Over the past few years automotive manufacturing productivity performance and retail sales have continued to improve, culminating in 2016 with record registrations for 2.7 million new cars. This boom has created the optimism and capital for widespread investment in modernisation and therefore opportunities across a range of jobs.
These opportunities will continue to be generated as the industry kicks off an exciting transition to a digital future. According to SMMT fully embracing digitisation across the sector could lead to a £74 billion boost to the industry over the next 20 years.
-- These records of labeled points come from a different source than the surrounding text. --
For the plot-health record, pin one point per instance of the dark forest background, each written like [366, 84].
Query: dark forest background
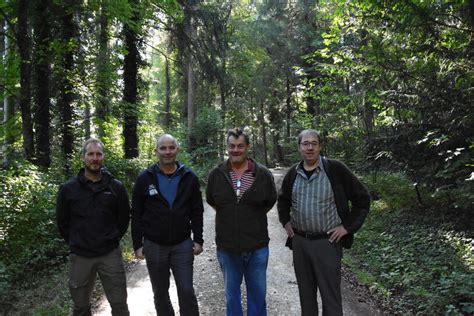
[390, 85]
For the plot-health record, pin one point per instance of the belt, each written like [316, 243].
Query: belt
[310, 236]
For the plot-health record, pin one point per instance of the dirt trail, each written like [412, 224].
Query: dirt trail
[282, 291]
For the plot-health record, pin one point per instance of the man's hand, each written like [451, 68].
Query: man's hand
[337, 233]
[289, 230]
[139, 253]
[197, 249]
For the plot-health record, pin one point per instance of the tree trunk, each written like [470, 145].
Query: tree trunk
[288, 107]
[264, 132]
[8, 102]
[167, 120]
[190, 105]
[223, 91]
[24, 48]
[130, 93]
[103, 82]
[43, 73]
[66, 87]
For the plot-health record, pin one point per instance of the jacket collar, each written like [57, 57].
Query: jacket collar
[106, 176]
[155, 168]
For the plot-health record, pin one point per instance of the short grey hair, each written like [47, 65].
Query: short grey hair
[309, 131]
[160, 138]
[91, 140]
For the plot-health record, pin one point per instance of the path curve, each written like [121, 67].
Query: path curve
[282, 291]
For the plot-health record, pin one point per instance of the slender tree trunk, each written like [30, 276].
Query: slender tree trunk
[190, 105]
[24, 48]
[223, 91]
[8, 102]
[167, 120]
[66, 96]
[8, 106]
[43, 73]
[264, 132]
[130, 94]
[288, 107]
[103, 82]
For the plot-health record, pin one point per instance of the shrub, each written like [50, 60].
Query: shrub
[418, 262]
[28, 236]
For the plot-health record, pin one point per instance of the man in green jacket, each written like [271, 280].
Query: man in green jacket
[242, 191]
[313, 207]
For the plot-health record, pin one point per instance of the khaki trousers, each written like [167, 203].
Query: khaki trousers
[82, 276]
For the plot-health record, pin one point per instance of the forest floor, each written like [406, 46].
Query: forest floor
[282, 290]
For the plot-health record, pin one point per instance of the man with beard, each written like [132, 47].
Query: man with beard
[242, 191]
[166, 208]
[93, 213]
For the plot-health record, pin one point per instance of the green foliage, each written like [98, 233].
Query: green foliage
[418, 263]
[127, 170]
[29, 240]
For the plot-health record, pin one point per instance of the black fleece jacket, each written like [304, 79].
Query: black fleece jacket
[92, 218]
[155, 220]
[346, 187]
[241, 225]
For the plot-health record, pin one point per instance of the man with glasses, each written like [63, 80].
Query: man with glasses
[313, 207]
[242, 191]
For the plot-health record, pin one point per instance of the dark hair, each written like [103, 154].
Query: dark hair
[236, 133]
[308, 132]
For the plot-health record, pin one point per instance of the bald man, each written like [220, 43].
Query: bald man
[166, 208]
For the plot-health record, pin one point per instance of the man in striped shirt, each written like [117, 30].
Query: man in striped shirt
[314, 210]
[242, 191]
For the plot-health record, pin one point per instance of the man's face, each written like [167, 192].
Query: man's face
[237, 149]
[167, 151]
[93, 158]
[310, 148]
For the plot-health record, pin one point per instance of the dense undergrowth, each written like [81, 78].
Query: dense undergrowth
[418, 259]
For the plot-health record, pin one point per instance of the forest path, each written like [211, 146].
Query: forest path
[282, 290]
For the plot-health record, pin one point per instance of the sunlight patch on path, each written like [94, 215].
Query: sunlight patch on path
[140, 294]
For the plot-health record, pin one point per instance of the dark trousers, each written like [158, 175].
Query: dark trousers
[318, 265]
[82, 274]
[179, 259]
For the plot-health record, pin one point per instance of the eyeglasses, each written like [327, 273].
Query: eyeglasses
[238, 185]
[307, 144]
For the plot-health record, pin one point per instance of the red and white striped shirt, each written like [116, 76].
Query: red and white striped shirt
[245, 181]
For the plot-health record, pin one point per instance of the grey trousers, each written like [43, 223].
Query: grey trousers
[82, 276]
[318, 266]
[179, 259]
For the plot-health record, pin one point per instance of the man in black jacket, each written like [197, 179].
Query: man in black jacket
[242, 192]
[93, 213]
[313, 207]
[166, 207]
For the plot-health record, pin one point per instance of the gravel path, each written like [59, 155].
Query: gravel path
[282, 291]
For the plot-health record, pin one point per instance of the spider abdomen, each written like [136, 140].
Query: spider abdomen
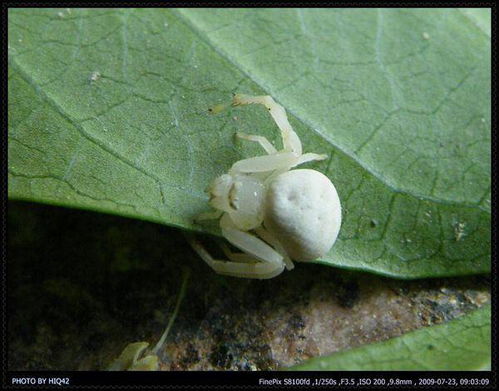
[303, 211]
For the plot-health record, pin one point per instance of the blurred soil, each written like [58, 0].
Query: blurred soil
[82, 285]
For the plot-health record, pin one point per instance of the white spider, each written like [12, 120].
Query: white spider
[270, 212]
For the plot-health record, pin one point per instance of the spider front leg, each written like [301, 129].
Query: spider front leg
[258, 261]
[291, 141]
[264, 143]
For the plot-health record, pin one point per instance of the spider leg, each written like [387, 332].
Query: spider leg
[264, 143]
[290, 139]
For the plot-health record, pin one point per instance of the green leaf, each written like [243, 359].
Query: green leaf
[461, 344]
[108, 111]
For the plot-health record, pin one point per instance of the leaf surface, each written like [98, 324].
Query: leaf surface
[108, 111]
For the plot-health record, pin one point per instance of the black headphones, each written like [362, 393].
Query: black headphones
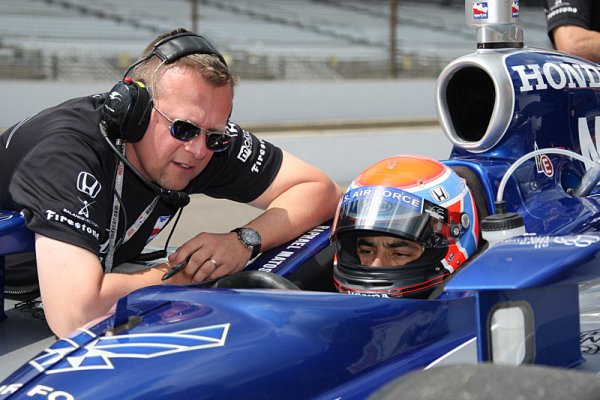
[126, 112]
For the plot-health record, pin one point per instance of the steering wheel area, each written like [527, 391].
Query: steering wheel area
[255, 280]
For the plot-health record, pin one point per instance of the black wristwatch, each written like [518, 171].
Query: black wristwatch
[249, 238]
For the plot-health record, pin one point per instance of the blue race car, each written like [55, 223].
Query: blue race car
[523, 123]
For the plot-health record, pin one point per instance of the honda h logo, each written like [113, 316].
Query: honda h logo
[88, 184]
[439, 193]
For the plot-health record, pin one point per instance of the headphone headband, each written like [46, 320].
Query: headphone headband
[180, 45]
[126, 112]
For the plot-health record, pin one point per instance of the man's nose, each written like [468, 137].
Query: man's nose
[377, 261]
[197, 146]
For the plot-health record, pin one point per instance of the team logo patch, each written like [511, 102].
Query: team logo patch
[88, 184]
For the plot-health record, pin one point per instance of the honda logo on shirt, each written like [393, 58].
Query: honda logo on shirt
[88, 184]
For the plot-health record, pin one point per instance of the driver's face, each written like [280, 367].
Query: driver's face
[378, 251]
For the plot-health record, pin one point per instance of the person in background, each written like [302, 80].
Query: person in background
[403, 226]
[574, 27]
[98, 177]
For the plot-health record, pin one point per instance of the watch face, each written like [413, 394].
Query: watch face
[250, 237]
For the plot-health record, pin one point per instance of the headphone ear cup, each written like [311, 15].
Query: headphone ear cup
[126, 111]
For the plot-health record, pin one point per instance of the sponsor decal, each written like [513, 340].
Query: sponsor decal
[588, 148]
[589, 342]
[88, 184]
[515, 8]
[480, 10]
[261, 157]
[439, 193]
[399, 195]
[557, 76]
[38, 391]
[292, 248]
[83, 211]
[246, 149]
[366, 294]
[541, 242]
[70, 221]
[543, 164]
[561, 7]
[67, 356]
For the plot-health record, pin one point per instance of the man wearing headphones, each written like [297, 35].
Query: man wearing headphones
[98, 177]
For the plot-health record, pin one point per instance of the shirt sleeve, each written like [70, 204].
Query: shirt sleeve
[243, 172]
[63, 188]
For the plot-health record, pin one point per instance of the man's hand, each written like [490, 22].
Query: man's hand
[211, 256]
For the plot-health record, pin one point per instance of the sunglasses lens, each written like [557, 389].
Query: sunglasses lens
[184, 131]
[217, 141]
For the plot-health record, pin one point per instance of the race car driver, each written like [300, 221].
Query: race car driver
[403, 226]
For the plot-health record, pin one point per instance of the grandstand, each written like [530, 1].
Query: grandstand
[80, 40]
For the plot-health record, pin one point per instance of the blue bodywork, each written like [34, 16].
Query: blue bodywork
[197, 342]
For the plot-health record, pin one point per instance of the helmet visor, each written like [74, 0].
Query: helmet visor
[394, 211]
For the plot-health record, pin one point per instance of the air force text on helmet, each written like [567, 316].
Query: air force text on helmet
[387, 193]
[557, 76]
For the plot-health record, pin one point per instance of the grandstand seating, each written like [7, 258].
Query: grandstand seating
[292, 39]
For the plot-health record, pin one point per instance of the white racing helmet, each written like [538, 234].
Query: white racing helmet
[414, 198]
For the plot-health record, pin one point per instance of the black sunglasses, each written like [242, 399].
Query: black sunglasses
[185, 131]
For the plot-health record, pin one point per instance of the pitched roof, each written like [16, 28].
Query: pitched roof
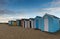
[52, 16]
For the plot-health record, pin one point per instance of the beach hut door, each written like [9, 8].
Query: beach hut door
[45, 24]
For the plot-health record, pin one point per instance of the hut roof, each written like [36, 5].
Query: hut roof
[31, 18]
[25, 19]
[38, 17]
[51, 16]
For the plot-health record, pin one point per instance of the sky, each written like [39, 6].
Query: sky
[18, 9]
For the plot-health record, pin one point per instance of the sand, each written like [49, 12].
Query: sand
[15, 32]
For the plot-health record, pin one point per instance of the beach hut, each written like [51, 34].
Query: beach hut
[31, 22]
[25, 23]
[18, 22]
[51, 23]
[37, 22]
[10, 23]
[14, 23]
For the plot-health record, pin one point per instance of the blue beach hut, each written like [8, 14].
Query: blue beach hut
[51, 23]
[10, 22]
[37, 22]
[25, 23]
[18, 22]
[31, 22]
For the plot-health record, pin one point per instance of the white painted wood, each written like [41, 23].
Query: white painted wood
[25, 24]
[45, 24]
[32, 22]
[28, 24]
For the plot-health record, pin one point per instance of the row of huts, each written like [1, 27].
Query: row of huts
[48, 23]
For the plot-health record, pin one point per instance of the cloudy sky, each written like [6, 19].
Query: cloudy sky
[17, 9]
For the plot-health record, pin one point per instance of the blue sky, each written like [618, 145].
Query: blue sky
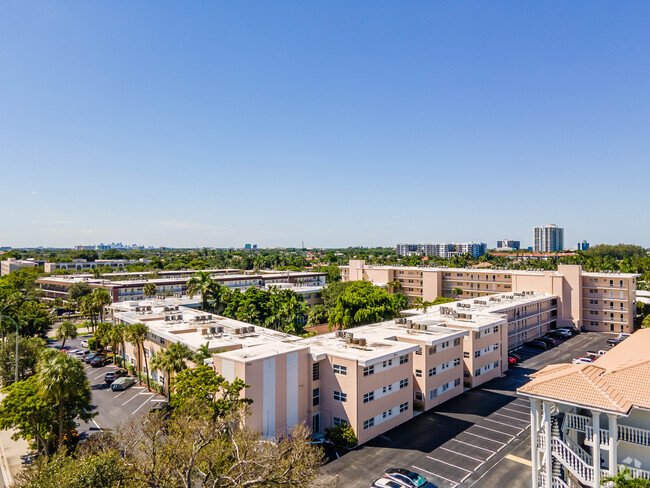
[337, 123]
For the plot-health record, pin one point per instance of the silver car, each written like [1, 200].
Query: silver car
[122, 383]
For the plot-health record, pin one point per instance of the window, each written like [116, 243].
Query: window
[315, 396]
[315, 371]
[338, 422]
[340, 397]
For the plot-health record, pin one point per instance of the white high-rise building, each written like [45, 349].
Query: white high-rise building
[549, 238]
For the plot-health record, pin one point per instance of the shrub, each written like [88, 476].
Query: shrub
[342, 436]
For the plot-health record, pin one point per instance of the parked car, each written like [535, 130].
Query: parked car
[571, 330]
[122, 383]
[560, 334]
[89, 356]
[549, 341]
[98, 361]
[405, 476]
[113, 375]
[385, 483]
[536, 344]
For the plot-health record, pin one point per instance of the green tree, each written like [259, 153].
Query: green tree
[363, 303]
[171, 360]
[202, 283]
[150, 289]
[66, 330]
[63, 382]
[137, 334]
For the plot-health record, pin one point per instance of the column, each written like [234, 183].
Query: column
[613, 437]
[596, 450]
[547, 450]
[534, 452]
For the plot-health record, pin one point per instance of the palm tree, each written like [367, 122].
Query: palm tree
[171, 360]
[137, 334]
[625, 479]
[150, 289]
[201, 283]
[67, 330]
[100, 298]
[63, 381]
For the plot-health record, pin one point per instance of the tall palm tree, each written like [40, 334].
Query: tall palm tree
[67, 330]
[137, 334]
[171, 360]
[201, 283]
[63, 381]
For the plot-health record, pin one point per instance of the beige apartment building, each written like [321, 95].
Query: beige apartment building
[597, 301]
[590, 420]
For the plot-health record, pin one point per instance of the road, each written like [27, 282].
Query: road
[479, 439]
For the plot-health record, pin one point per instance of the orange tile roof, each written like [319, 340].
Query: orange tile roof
[617, 381]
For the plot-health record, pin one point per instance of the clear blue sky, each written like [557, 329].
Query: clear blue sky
[337, 123]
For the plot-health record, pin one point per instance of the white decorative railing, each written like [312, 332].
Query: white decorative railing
[575, 447]
[573, 462]
[576, 422]
[634, 435]
[604, 436]
[636, 472]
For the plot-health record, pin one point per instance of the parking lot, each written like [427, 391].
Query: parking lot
[113, 407]
[479, 439]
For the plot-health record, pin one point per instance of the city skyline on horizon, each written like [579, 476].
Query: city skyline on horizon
[334, 124]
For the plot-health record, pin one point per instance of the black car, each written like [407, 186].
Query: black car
[536, 345]
[549, 341]
[113, 375]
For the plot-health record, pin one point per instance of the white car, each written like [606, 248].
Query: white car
[386, 483]
[583, 361]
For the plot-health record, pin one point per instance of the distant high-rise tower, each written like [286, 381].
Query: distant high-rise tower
[549, 238]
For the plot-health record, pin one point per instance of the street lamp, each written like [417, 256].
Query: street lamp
[16, 324]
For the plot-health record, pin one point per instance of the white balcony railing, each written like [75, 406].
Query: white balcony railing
[634, 435]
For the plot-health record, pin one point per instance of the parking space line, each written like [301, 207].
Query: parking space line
[454, 483]
[493, 430]
[143, 403]
[487, 439]
[449, 464]
[472, 445]
[130, 399]
[501, 423]
[516, 411]
[461, 454]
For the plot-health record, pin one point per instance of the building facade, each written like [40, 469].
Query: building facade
[590, 420]
[597, 301]
[549, 238]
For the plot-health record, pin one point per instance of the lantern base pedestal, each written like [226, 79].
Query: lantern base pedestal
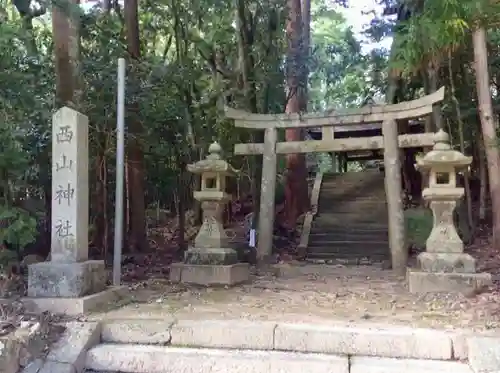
[210, 275]
[446, 282]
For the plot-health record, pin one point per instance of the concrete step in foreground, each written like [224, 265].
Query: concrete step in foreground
[160, 359]
[243, 346]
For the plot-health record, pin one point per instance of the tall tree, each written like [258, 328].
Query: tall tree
[135, 158]
[296, 193]
[488, 125]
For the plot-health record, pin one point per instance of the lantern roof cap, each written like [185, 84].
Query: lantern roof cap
[442, 154]
[213, 163]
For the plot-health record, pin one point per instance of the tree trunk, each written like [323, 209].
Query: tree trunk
[483, 179]
[65, 26]
[488, 126]
[296, 192]
[247, 68]
[137, 235]
[468, 197]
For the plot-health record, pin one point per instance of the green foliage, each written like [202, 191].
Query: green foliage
[20, 229]
[418, 222]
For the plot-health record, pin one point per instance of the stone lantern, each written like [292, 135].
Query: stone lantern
[444, 267]
[211, 261]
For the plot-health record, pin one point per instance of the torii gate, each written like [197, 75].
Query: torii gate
[389, 141]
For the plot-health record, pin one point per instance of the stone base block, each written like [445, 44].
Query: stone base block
[427, 282]
[55, 279]
[211, 256]
[446, 262]
[208, 275]
[75, 306]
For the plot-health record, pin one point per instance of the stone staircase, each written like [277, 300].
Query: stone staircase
[351, 224]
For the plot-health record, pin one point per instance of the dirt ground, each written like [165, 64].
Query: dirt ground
[312, 293]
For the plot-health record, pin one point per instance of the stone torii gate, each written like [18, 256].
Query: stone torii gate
[390, 141]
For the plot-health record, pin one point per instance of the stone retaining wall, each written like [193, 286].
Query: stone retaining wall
[125, 345]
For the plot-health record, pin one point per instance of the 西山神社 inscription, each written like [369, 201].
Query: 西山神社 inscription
[69, 187]
[69, 274]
New technologies to aid manufacturing processes and the increased use of data visualisation to improve production capabilities and product development are set to help take the sector to the next level; one where time saving, cost reduction and swift responses to consumer demand will strengthen it even further.
In the sales environment technology gives customers instant mobile access to a wealth of information on products, giving them confidence to make an informed purchase. In addition, with the cars themselves increasingly packed with tech features and customers focusing on how these fit with their lifestyle, we need employees who understand technology and how it fits into modern life.
However, to fulfil the sector’s potential – from manufacturing to retail – we need to attract technically literate individuals to the industry in greater numbers. We can do this by demonstrating that ambitious people can realise their career aspirations in a sector they had perhaps not previously considered.
To attract the levels of talent required to support the sector as massive technologically-driven change takes place, it is vital that awareness of the technology opportunities within it are raised. An interest in cars is certainly not a requirement of the role, but a passion for technology may well be.
Reaching out to those in other sectors by offering different models of working and pay is one of our responses to the challenge. We are already having success at this with employees such as Heather Whittaker who switched from a career in retail to join our company. So why shouldn’t automotive target technology workers as well?
While the UK’s car manufacturing base will require increased numbers of technicians, engineers, designers and production staff to implement the digital revolution, the retail side also offers tangible examples of where staff from other sectors with transferrable skills can access a rewarding and progressive career, as well as being a great place to start.
Companies such as ours are seeking technically-skilled and IT-savvy future colleagues both to work to support the cars we sell, and to ensure our business operations are effective and efficient. Back office functions, customer service and marketing, as well as many other departments, will increasingly rely upon the ability to grasp technology. And these people will have wide-ranging career opportunities and an employment journey that could lead to any number of well-remunerated, flexible and inspiring role destinations.